Perché allora capisci che il lavoro è una cosa bella se può e deve dipendere da te stesso, da te solo, che le idee fanno parte del tuo essere ed esistere, hai una testa, non soltanto una faccia. Dunque il moribondo si risveglia, il traumatizzato è vispo, bello fresco, pronto alla battaglia. Dipende. Dipende se non eri già pensionato nel corpo prima che il fatto sindacale e anagrafico si realizzasse. Perché, lo sapete, si segnalano culi di pietra già a vent’anni, esistono travet che aspettano il ventisette e il sessantacinque, numeri di paga e di ritirata dalle armi, un esercito di fancazzisti che della pensione fanno il loro trofeo esistenziale, impiegati della vita, mezzemaniche del quotidiano. Sono quelli che per primi protestano perché il posto di lavoro non si tocca, anche perché, spesso, alcuni di loro l’hanno soltanto toccato e non vissuto.
Il prepensionato risale, recupera lo svantaggio, riacciuffa il gruppo, addirittura tenta la fuga, per dimostrare che qualcuno si è sbagliato, gli anni non sono quelli dei documenti di identità, provare per credere. Un mio collega inglese, a chi gli domandava quanti anni avesse rispondeva con un sorriso: «Dipende dall’uso che ne deve fare». Eccomi qua, pronto all’uso e all’abuso. La pensione è un’isola del tesoro per chi non aspirava ad altro, per chi, ovviamente, abbisogna di riposo vero, sacrosanto dopo aver battuto la lastra, tanto, troppo ma è guinzaglio fastidioso e umiliante per chi ha voglia ancora di lavorare, di essere utile e a volte, ebbene sì, indispensabile, scrivere, studiare, agire, fare, infiniti presenti di verbi al futuro.

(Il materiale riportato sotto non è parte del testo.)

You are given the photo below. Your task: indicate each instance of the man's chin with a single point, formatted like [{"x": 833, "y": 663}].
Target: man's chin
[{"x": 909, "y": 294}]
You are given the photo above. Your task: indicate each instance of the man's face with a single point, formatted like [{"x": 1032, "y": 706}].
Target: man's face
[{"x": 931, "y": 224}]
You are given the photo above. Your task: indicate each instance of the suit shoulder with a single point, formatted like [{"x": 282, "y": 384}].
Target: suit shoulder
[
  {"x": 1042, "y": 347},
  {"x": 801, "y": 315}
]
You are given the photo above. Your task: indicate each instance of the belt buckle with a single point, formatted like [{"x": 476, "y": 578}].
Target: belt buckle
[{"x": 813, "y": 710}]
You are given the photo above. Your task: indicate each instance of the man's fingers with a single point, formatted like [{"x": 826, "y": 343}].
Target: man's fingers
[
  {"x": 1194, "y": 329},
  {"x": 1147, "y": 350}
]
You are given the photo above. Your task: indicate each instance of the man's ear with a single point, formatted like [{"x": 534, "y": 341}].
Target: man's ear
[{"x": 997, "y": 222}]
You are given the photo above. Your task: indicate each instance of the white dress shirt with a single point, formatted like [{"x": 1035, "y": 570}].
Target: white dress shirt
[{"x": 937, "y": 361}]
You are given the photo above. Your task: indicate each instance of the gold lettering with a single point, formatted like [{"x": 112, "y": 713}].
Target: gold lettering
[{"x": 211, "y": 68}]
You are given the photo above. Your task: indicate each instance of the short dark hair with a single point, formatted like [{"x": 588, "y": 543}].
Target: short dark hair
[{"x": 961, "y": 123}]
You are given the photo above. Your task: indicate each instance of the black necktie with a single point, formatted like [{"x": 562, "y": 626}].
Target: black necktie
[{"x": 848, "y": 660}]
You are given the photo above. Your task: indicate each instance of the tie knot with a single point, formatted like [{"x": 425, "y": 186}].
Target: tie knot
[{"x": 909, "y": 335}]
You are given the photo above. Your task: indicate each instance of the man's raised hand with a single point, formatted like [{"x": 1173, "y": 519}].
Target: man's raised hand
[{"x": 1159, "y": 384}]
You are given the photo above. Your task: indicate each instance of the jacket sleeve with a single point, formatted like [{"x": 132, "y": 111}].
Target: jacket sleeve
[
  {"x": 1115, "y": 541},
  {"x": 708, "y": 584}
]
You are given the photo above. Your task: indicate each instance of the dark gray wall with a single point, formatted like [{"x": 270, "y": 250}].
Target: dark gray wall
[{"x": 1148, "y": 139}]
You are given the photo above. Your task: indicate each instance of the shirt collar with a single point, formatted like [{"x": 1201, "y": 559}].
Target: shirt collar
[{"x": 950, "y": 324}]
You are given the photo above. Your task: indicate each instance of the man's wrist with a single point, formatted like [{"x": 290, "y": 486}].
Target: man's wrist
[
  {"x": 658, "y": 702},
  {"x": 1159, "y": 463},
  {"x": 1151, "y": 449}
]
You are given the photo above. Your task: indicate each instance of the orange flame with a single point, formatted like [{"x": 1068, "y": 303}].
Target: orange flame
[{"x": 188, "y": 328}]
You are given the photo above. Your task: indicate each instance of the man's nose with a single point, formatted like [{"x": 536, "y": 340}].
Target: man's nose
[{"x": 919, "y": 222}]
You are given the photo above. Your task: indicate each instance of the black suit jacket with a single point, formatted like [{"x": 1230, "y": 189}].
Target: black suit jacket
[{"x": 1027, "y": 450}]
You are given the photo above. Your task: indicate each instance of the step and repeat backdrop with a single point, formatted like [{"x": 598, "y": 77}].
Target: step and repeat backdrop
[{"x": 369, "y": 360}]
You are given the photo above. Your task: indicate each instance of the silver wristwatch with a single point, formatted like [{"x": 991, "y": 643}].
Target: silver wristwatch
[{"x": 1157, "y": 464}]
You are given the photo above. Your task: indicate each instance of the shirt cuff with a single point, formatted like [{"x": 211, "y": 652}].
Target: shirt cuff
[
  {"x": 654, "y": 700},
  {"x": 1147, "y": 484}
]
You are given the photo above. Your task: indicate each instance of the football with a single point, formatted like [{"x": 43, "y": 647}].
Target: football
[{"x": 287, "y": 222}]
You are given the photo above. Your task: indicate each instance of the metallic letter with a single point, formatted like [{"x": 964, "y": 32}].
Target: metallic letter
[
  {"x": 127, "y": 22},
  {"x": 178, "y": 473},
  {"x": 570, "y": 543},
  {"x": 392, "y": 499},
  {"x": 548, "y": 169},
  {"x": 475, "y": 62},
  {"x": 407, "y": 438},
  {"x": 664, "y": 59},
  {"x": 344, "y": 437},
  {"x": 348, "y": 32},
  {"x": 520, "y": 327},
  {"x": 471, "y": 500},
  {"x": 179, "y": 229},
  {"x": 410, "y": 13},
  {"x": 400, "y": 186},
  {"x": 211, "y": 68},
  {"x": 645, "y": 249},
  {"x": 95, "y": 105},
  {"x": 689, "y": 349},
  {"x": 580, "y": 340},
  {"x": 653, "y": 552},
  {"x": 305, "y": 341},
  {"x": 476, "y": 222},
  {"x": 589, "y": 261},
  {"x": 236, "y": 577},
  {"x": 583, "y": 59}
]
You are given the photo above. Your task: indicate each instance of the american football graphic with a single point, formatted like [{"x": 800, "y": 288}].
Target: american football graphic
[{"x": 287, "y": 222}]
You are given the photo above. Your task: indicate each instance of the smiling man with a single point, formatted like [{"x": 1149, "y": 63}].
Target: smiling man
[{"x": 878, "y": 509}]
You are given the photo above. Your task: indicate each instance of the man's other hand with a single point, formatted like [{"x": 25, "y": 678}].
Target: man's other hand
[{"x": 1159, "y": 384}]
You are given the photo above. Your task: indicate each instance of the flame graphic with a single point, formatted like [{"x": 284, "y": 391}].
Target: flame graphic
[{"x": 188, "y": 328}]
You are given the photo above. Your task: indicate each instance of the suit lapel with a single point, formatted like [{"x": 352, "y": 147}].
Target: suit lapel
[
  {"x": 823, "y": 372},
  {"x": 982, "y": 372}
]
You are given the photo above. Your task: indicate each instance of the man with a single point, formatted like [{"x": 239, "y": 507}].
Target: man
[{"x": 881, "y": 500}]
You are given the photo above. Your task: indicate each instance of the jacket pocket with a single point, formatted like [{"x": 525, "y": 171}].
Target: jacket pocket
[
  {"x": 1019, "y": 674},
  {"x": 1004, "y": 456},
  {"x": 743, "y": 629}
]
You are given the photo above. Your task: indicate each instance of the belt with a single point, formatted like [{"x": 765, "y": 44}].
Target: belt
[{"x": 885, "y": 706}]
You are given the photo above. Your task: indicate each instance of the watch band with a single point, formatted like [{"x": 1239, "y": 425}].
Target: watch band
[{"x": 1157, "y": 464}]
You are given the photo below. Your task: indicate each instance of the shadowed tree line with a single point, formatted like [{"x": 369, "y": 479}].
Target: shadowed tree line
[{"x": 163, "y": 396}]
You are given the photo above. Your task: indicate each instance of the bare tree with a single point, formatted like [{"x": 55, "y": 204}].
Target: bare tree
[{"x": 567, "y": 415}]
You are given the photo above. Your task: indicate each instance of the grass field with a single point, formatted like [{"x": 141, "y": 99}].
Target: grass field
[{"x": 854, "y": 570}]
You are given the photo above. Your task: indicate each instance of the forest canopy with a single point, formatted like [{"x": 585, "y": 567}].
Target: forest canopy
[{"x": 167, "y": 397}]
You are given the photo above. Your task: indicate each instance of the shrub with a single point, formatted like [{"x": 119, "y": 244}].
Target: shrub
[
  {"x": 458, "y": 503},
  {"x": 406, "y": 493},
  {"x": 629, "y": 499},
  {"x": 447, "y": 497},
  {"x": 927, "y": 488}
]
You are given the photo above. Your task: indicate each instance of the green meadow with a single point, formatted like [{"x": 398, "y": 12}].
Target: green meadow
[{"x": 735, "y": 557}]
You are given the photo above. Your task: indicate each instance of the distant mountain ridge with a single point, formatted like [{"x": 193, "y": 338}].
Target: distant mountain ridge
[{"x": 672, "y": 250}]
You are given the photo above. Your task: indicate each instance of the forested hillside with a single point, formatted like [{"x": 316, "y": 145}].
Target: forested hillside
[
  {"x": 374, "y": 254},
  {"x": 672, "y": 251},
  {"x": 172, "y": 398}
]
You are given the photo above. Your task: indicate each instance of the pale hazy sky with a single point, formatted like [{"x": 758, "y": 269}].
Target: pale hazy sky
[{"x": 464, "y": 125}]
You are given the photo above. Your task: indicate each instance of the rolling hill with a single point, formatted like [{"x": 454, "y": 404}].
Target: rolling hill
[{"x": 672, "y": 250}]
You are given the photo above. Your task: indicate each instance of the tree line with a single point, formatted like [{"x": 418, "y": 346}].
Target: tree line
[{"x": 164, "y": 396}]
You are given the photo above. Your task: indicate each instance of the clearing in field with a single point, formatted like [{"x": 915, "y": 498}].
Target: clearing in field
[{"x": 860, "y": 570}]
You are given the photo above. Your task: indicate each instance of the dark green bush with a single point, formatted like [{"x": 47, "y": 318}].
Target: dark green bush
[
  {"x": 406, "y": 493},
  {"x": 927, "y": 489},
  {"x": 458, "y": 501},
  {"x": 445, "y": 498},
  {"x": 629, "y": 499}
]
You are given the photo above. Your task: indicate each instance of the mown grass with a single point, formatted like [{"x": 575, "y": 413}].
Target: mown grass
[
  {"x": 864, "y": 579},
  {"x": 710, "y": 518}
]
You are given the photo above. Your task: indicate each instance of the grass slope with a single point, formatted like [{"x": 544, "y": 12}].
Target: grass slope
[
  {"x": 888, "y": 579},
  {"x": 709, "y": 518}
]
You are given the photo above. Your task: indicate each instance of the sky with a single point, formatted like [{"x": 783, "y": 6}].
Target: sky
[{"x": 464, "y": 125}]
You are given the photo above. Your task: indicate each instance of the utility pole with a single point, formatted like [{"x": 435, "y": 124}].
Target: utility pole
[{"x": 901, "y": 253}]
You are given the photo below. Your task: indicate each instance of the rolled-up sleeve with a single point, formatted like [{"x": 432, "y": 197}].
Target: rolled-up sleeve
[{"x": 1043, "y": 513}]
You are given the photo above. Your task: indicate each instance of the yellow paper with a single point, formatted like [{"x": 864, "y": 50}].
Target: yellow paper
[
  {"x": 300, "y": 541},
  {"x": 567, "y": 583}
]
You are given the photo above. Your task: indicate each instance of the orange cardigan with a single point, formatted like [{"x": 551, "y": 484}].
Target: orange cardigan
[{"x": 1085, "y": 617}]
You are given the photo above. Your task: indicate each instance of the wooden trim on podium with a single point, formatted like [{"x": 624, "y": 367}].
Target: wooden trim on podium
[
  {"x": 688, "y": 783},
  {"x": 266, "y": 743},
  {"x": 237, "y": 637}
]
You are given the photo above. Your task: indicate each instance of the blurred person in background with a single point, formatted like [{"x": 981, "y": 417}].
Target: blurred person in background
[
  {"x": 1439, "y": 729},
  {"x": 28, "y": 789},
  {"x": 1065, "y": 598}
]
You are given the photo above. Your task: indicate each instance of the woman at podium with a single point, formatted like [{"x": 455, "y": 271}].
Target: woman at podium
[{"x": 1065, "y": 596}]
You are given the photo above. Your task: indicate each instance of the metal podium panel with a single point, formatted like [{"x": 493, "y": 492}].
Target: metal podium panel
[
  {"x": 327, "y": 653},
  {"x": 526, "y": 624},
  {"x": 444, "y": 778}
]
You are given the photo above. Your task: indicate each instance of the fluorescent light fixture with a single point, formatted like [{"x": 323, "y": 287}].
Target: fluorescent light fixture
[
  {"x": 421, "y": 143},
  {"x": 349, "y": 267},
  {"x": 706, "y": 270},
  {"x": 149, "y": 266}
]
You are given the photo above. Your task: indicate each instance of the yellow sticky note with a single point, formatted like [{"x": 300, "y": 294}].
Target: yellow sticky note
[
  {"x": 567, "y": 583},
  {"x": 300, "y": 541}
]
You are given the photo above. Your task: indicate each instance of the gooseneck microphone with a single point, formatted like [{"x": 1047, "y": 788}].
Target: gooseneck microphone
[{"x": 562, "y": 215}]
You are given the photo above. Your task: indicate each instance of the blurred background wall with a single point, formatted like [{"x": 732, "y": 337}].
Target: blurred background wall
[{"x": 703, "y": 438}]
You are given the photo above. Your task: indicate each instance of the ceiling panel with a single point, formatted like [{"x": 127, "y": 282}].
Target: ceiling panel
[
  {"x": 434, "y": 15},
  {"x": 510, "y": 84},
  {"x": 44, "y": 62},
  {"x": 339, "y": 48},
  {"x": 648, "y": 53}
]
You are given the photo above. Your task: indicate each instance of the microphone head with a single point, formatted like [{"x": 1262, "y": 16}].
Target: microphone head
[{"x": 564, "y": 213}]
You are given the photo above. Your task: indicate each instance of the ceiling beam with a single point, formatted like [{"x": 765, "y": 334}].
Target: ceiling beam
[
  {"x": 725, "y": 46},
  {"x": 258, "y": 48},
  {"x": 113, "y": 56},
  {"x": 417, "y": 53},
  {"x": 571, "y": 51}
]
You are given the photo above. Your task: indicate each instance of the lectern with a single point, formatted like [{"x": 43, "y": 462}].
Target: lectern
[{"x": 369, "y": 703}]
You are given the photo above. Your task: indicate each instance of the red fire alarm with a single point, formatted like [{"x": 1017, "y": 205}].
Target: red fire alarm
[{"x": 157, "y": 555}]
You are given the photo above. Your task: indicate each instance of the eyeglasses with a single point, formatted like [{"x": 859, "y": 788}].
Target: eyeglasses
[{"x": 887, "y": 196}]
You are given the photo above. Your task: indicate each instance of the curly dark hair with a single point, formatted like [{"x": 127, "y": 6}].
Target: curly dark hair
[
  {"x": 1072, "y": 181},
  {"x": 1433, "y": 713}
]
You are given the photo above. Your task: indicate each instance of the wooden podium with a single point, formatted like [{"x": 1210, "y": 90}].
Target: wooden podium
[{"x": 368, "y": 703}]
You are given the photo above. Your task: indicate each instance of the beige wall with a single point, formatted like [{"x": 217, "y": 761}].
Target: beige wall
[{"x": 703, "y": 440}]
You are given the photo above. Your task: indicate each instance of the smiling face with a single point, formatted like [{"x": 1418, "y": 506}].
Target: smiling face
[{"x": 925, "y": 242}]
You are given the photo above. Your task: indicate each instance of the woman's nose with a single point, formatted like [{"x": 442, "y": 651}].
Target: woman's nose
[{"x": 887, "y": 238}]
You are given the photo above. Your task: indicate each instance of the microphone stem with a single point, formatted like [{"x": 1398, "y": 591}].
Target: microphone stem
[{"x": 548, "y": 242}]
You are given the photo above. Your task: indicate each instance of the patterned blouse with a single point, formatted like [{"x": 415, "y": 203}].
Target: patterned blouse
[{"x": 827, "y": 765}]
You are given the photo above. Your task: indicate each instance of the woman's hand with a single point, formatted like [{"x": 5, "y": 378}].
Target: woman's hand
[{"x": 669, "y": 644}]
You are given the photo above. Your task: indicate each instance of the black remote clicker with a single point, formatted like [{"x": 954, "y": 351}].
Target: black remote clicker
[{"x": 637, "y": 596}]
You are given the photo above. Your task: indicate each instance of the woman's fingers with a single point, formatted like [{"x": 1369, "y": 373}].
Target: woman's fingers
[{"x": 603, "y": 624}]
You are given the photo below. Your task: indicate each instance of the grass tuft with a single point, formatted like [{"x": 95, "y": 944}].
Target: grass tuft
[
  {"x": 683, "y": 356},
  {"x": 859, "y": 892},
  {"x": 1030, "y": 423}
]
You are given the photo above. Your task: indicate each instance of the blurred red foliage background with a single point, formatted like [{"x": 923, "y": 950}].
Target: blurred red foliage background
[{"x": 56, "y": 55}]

Resistere, resistere, resistere, al logorio della vita moderna, ai regolamenti stupidi, allo stato di crisi e alla crisi dello Stato. Lavorare è bello e lo scopri quando sei tu a deciderlo, quando la sveglia suona perché non hai appuntamenti se non con te stesso, con tutto quello che hai deciso di costruirti, di allestire, di mettere in atto anche per gli altri. Per gli stessi che qualche tempo prima hanno deciso di mandarti fuori dalla giostra perché il tempo era finito, il biglietto scaduto. Idioti.

Il lavoro è mio e lo gestisco io, più di prima, meglio di prima, con le gratificazioni e i sorrisi e le frasi che non sono più di circostanza, patetiche, compassionevoli. Almeno lo spero.
Comunque la pensione è chiusa, l’albergo a cinque stelle va che è un piacere. Si accettano anche posti in piedi. La vita è bella. Pensionati si nasce, lavoratori si diventa.